Besides, point set topology is the only way to go.
Dan
|
1098.15 | | HPSTEK::XIA | In my beginning is my end. | Mon Nov 26 1990 20:22 | 12 |
| re .14,
Yea, I know Dan. It called for connected, but believe me, most people
say "connected" when they actually mean "path connected" especially
when dealing with R^n or manifolds like that. :-)
How about you write an expository essay on homological groups and I
then do the Mayer-Vietoris sequence part?

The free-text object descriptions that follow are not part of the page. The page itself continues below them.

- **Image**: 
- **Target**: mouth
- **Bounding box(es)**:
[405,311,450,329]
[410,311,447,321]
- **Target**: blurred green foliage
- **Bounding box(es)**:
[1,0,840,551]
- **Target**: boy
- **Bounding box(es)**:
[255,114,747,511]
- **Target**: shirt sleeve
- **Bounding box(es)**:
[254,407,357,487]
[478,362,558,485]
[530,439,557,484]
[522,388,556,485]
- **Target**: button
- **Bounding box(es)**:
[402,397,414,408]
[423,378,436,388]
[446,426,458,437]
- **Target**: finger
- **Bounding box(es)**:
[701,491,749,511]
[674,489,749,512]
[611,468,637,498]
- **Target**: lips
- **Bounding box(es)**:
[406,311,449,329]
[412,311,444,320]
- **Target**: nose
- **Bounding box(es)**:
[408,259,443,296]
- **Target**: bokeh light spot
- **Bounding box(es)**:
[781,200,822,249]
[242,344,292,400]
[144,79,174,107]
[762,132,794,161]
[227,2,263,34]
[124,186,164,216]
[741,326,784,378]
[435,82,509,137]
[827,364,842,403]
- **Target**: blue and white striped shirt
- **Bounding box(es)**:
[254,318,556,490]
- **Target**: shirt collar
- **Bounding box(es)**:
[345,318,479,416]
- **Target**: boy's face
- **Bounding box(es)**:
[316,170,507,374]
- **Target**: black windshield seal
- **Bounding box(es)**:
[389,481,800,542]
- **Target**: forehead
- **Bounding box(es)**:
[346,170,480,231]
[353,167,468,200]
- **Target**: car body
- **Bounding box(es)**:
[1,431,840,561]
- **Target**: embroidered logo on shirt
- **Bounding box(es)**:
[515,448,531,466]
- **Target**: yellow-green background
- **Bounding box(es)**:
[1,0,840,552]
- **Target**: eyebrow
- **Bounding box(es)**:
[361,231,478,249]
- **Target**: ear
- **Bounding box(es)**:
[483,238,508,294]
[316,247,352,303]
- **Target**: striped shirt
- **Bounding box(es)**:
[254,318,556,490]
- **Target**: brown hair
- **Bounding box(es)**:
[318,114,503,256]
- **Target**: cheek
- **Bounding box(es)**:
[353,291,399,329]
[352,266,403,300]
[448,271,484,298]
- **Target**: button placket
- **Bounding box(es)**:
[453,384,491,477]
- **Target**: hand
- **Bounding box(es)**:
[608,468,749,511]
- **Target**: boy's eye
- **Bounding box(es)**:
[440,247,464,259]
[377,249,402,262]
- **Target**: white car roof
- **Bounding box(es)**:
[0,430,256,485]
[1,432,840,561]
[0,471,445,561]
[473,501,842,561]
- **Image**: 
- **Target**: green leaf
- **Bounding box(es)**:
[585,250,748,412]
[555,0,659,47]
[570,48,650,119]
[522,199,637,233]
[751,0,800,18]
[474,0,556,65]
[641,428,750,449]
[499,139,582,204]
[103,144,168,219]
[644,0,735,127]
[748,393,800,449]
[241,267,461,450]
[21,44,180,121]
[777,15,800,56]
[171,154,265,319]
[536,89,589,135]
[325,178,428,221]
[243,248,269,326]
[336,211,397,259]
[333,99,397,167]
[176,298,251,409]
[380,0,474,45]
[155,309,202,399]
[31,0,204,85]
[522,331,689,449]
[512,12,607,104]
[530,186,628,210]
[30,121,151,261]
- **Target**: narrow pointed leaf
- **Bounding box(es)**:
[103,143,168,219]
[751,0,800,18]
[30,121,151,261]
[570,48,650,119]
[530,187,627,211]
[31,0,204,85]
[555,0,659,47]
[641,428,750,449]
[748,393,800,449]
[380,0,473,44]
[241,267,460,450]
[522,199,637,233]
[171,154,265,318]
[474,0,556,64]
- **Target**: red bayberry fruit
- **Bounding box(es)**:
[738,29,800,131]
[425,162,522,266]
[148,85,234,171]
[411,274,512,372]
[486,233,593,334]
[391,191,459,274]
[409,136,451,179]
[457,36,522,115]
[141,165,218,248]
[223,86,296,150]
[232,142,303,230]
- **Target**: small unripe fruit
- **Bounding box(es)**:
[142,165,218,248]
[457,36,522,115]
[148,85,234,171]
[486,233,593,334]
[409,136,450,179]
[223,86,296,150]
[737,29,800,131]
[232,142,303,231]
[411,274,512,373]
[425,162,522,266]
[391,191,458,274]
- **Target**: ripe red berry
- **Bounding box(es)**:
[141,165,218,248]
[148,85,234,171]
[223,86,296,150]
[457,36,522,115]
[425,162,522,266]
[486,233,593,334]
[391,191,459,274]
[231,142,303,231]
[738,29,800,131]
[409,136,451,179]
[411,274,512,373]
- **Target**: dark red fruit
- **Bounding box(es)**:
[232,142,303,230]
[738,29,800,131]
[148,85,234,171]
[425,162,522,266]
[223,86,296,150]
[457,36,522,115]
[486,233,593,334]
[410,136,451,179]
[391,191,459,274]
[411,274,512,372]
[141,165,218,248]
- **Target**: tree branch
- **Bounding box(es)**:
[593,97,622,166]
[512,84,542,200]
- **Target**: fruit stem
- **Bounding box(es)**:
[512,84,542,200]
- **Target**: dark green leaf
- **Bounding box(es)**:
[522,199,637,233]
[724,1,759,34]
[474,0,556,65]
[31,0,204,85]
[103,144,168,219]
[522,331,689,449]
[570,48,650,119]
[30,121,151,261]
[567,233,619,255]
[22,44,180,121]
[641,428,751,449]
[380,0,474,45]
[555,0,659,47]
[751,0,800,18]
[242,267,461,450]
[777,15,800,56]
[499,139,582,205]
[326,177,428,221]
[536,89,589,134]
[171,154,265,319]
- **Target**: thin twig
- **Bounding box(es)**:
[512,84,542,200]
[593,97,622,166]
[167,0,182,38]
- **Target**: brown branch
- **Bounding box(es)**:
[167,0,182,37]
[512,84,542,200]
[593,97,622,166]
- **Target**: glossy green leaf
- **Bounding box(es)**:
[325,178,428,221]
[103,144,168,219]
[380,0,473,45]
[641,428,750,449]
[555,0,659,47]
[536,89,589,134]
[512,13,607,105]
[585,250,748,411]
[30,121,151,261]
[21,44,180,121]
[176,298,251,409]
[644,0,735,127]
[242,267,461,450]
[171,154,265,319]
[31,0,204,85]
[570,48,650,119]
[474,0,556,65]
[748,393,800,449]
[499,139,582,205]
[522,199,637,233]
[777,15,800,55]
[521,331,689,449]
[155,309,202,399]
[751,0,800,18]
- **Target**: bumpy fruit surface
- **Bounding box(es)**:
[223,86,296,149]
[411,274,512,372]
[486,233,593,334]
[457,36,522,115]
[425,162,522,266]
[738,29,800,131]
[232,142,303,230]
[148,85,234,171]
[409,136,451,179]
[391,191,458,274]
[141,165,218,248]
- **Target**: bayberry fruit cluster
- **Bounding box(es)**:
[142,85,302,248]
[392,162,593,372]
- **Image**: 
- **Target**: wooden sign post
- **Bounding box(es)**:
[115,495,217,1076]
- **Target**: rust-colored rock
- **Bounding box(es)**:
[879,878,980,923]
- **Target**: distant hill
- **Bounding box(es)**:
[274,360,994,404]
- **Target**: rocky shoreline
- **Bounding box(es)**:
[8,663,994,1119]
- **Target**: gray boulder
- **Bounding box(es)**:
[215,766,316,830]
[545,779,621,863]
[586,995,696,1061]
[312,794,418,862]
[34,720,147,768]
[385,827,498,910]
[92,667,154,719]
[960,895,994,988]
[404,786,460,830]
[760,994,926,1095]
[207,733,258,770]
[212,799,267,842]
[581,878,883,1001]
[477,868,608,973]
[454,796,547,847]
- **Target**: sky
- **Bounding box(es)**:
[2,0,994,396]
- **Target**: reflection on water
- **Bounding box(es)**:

Why is point set topology the only way to go?
Eugene
|
1098.16 | I say "path connected" when I mean "path connected". | GUESS::DERAMO | Dan D'Eramo | Mon Nov 26 1990 22:14 | 7 |
| re .15,
>> Why is point set topology the only way to go?
I like sets.
Dan
|
1098.17 | | HARLEY::DAVE | | Tue Nov 27 1990 13:44 | 9 |
|
My fiancee successfully defended her doctoral thesis yesterday!
Topic was something to do with semi metrizable spaces...
Thank goodness it is finaly over...
Dave
|
1098.18 | Always glad to hear good news from fellow mathematicians | HPSTEK::XIA | In my beginning is my end. | Wed Nov 28 1990 15:57 | 6 |
| re .17
Please extend my congratulations. By the way, where did she get her
degree?
Eugene
|
1098.19 | | HARLEY::DAVE | | Fri Nov 30 1990 10:13 | 10 |
|
Laurie did her work at the university of new hampshire.
undergrade at mount holyoke
She seems to be much more relaxed lately, i wonder why....
dave
|